Zentral gelegen ist die National Mall und der Memorial Park. Der Park, zieht sich vom sehr eindrücklichen United States Capitol über das Washington Monument, vorbei am Weissen Haus bis zum Lincoln Memorial. Entlang dieser riesigen Grünzone liegen viele grosse und berühmte Museen, welche alle der Smithsonian Institution gehören und deshalb mit Gratiseintritten zu einem Besuch locken. Z.B. das National Museum of the American Indian, National Gallery of Art, National Museum of Natural History und das National Air and Space Museum, um nur einige aufzuzählen.

Das Weisse Haus mal nicht farbig

Das Weisse Haus in Regenbogenfarben

Auf jeden Fall einen Besuch wert ist das United States Capitol. Obwohl die Sicherheitsvorkehrungen für einen Besuch sehr hoch sind, lohnt es sich, diese über sich ergehen zu lassen. Das ganze Gebäude strotzt vor Macht und eindrücklicher Kunst. Auf keinen Fall verpassen!

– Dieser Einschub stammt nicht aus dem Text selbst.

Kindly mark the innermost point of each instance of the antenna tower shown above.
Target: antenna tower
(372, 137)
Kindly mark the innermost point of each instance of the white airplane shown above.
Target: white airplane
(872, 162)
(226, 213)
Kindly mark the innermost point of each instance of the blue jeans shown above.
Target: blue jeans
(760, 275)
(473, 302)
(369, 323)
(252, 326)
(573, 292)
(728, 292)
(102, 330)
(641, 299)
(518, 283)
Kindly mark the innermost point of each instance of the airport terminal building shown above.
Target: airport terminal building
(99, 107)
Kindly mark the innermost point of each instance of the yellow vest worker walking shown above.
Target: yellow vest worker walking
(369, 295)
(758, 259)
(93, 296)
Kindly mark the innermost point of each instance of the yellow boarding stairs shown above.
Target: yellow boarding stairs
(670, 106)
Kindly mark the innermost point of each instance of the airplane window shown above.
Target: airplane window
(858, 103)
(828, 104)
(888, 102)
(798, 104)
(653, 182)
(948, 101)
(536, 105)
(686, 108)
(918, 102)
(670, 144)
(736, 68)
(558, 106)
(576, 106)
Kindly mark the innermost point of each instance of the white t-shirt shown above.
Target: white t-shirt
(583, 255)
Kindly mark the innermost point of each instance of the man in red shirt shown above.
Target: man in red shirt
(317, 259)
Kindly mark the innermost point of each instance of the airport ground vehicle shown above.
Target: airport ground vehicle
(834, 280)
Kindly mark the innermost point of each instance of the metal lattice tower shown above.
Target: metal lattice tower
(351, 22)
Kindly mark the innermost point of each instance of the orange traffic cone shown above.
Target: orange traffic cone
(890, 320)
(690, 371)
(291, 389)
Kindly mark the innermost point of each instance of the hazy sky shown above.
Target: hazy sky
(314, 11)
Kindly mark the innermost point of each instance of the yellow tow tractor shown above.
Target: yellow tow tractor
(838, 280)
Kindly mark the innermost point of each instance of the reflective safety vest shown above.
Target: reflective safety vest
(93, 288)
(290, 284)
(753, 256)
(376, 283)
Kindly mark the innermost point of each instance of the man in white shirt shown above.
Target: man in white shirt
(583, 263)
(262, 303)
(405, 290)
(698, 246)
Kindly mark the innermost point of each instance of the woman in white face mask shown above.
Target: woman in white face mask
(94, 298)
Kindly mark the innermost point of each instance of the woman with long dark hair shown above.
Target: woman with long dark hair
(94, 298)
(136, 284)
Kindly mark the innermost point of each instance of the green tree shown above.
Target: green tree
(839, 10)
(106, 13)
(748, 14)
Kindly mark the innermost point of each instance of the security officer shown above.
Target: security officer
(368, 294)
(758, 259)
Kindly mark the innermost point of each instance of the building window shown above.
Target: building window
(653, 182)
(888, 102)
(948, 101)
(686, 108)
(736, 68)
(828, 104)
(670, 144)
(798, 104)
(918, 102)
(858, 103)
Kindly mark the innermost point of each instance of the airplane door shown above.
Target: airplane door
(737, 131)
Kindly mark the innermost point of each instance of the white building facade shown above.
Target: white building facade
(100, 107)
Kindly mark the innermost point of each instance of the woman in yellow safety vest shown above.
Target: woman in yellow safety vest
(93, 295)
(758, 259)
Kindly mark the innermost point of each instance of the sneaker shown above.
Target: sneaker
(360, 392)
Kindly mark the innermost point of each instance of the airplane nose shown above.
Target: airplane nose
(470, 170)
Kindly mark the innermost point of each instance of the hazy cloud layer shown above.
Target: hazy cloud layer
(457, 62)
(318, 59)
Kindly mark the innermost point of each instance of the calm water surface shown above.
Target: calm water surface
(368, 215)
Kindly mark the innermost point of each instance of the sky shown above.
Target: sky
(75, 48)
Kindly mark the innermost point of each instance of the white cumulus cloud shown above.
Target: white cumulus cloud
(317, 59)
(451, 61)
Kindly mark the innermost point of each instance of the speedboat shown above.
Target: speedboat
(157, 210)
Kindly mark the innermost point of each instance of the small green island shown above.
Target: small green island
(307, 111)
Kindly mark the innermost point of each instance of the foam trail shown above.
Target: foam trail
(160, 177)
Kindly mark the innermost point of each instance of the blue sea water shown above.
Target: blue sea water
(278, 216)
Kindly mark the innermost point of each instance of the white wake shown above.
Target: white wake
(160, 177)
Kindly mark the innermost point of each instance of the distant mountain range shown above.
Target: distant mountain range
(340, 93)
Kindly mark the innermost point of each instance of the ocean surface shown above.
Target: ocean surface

Am anderen Ende befindet sich das Lincoln Memorial. Ein wunderschönes Denkmal mit dem sitzenden Abraham Lincoln, dem 16. Präsidenten der USA. Über die Brücke kann man danach den Portiac River überqueren und findet dort den weltberühmten Arlington Friedhof. Es ist der zweitgrösste Friedhof der Welt und die Anordnung der weissen Grabsteine ist sehr faszinierend. Es werden dort aktive Mitglieder der USA Streitkräfte und Veteranen beerdigt. Man findet auch das Grab des unbekannten Soldaten und vor allem die Gedenkstädte, von dem vielleicht berühmtesten und beliebtesten Präsidenten, John F. Kennedy. Auch seine Frau, die Stilikone Jacky Kennedy ist hier begraben und es brennt eine „Eternal Flame“ in Gedenken.

Das Lincoln Memorial, fast wie ein griechischer Tempel

Das Lincoln Memorial, fast wie ein griechischer Tempel

Wenn man genug von Kultur, Monumenten und Macht hat, begibt man sich am besten nach George Town. Dort kann man wunderbar shoppen und in den Nebenstrassen läuft man an wunderschönen, historischen Gebäuden vorbei. Es gibt auch einen Kanal, welchen man mit einem Boot befahren kann.

Natürlich hat auch Washington D. C. eine relativ grosse Szene, welche sich primär um den Dupont Circle und den U Street Corridor gruppiert hat. Aber über die ganze Stadt sind Bars verteilt. Der Mix der Leute ist hier ausserordentlich. Man findet viele Männer im Anzug, welche in der Regierung arbeiten aber auch die trendigen und coolen Jungs. Auch ist Washington D.C. sehr dafür bekannt, dass es sehr viele Beziehungen aus gemischten Kulturen gibt.

Am Samstagabend kommt man fast nicht an der Town Danceboutique vorbei. Ein sehr gut frequentierter Club, welcher von allen Altersklassen besucht wird. Der Klassiker schlechthin ist das JR’s Bar and Grill. Auch das Cobalt / 30 Degrees ist eine sehr hippe und beliebte Lounge.

Es gibt, gerade um den Dupont Circle, viele gute Hotels, welche perfekt für den Besuch der Stadt und auch des Nachtlebens geeignet sind. Das Dupont Circle Hotel ist ein sicherer Tipp! Aber auch im Palomar Washington DC, A Kimpton Hotel (Mitglied der in den USA sehr bekannten und beliebten Kimpton Hotel Gruppe) ist man sehr gut untergebracht. Beides keine „Gay only“ aber „Gay friendly“ Hotels.

Palomar Washington DC, A Kimpton Hotel

Ein Zimmer im Palomar Washington DC, A Kimpton Hotel

Ich kann euch auf jeden Fall allen nur empfehlen, diese tolle und eindrückliche Stadt bald einmal zu besuchen.